Slikkers stressed that the proposal is in “very early conceptual stages,” with no formal decisions or changes made yet. He predicted months of considerations to come, by both the Aeronautics Board and the Kent County Board of Commissioners, which appoints the Aeronautics Board.

He also stressed that the county Board of Commissioners has done a very good job over the years of overseeing the airport, especially in view of the recent expansion at GFIA.

Slikkers said that compared to the airport’s current system of governance by the county, an airport authority would be “pretty autonomous,” and would operate more like an entrepreneurial enterprise.

GFIA’s ability to compete with others in the region is “largely driven now by what we can do to attract the competitive airlines — so you have to think like an enterprise today,” said Slikkers.

Airport governance and its management needs to be “agile, somebody who is quick and nimble, to respond to the market changes and shifts that are going on in the (air travel) industry,” he said.

Slikkers said the “biggest issue” facing GFIA is “how do we continue to position Grand Rapids as an attractive and desirable market for the airlines?”

Airlines today “go where they can get seats filled, period,” said Slikkers.

He said the business community in West Michigan has helped GFIA, citing the addition of Southwest Airlines last year. Southwest, credited with helping boost passenger traffic in 2013, had acquired AirTran — and AirTran had previously begun service at Ford, due in large part to the efforts of Dick DeVos and the Regional Air Alliance of West Michigan.

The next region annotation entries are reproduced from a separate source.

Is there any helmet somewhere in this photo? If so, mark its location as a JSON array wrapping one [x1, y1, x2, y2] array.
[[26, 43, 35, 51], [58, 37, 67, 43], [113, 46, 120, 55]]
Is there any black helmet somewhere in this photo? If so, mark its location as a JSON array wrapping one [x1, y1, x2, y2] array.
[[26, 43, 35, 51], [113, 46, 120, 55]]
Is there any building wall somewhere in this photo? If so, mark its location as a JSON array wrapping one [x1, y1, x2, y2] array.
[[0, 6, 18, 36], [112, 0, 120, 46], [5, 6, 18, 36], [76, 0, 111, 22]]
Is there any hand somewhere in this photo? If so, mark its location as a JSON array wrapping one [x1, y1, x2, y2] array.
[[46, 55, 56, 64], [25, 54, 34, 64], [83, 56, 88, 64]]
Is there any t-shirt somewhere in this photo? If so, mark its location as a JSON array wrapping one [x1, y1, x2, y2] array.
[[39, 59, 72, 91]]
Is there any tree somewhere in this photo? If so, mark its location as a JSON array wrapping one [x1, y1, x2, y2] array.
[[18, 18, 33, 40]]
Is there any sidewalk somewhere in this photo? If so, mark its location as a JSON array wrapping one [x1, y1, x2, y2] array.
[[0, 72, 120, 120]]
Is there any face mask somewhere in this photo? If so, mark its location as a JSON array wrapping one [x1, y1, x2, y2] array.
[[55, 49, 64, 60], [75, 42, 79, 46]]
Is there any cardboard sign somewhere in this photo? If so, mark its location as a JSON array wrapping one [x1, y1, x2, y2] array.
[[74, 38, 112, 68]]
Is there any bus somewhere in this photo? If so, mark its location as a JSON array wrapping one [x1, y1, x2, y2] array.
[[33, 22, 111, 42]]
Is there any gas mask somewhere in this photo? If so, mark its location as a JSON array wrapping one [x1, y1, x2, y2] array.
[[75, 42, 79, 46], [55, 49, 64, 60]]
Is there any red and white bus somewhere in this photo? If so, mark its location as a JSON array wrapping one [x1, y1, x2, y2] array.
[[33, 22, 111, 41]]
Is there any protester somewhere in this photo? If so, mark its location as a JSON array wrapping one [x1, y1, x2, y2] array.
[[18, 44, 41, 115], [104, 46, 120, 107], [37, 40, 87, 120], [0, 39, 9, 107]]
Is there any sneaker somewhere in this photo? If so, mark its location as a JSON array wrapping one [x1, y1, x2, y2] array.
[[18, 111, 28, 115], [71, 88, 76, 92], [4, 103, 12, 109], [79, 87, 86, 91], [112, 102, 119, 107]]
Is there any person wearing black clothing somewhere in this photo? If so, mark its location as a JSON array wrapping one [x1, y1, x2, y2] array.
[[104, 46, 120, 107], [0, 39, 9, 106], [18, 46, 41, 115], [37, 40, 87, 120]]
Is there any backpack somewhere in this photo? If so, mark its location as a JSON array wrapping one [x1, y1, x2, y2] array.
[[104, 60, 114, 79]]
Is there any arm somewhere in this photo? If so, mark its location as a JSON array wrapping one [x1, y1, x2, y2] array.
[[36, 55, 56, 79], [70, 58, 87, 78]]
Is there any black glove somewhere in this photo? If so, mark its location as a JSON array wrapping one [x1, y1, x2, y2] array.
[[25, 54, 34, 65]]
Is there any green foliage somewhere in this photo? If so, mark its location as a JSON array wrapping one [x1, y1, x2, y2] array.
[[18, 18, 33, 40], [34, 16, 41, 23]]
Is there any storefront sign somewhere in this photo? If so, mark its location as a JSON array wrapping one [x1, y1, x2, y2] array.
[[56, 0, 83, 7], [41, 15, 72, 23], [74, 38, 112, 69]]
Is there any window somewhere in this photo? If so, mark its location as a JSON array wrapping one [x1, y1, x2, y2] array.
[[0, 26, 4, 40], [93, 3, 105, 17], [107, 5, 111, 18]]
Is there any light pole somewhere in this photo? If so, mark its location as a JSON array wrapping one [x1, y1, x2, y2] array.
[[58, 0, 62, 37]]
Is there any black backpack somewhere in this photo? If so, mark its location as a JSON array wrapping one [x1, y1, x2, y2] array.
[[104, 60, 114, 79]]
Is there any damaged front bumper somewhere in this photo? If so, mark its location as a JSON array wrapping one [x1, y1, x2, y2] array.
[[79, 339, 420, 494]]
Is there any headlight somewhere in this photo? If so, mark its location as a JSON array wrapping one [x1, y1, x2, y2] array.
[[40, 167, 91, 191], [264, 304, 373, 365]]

Slikkers said GFIA needs “the preferred routes, the preferred aircraft, the preferred rates,” because that attracts more air travelers and more business to the region.

Several airports in Michigan — including Muskegon — have commercial airline service only because of Essential Air Service grants from the federal government. GFIA, however, does not quality for an EAS grant.

When the government deregulated the airline industry years ago, low-volume routes were quickly dropped by the carriers. Congressional leaders, however, then created the EAS to entice air carriers to serve certain regions. Muskegon is receiving almost $1.4 million this year for its guaranteed air service, and ESA grants also go to Manistee, Pellston, Sault Ste. Marie, Escanaba and Alpena. Alpena, for example, gets $3 million and Manistee gets $2 million.

Slikkers said other airports in Michigan that are operated by an authority include Detroit Metro, Lansing and Flint. He noted that another 12 to 15 U.S. airports changed from a regional or local governance model in recent years to the airport authority model.

“About 42 or 43 percent of airports in the U.S. today are airport authorities. So it’s a trend that just keeps expanding, because of that need to be entrepreneurial in your thinking, to keep your airport on the edge,” he said.

Policy and general oversight of GFIA are the responsibility of the Aeronautics Board, seven individuals appointed by the Kent County Board of Commissioners. The Aeronautics Board is comprised of three Kent County commissioners and three Kent County citizen members, plus one citizen member from a county other than Kent in West Michigan. Slikkers, CEO of S2 Yachts and Energetx Composites LLC in Holland, is that seventh member. The Aeronautics Board named him to head its governance committee in November, when the board hired LeighFisher, an airport management consulting firm in San Francisco, to study the feasibility of changing to an airport authority system at GFIA.

Besides Slikkers, the governance committee includes two members of the county commission and Kent County Administrator Daryl Delabbio, plus Brian Ryks, executive director of GFIA, as well as others representing businesses in Kent County and Grand Valley State University.

Slikkers said the governance committee provides “a good regional view of the airport and its potential future.”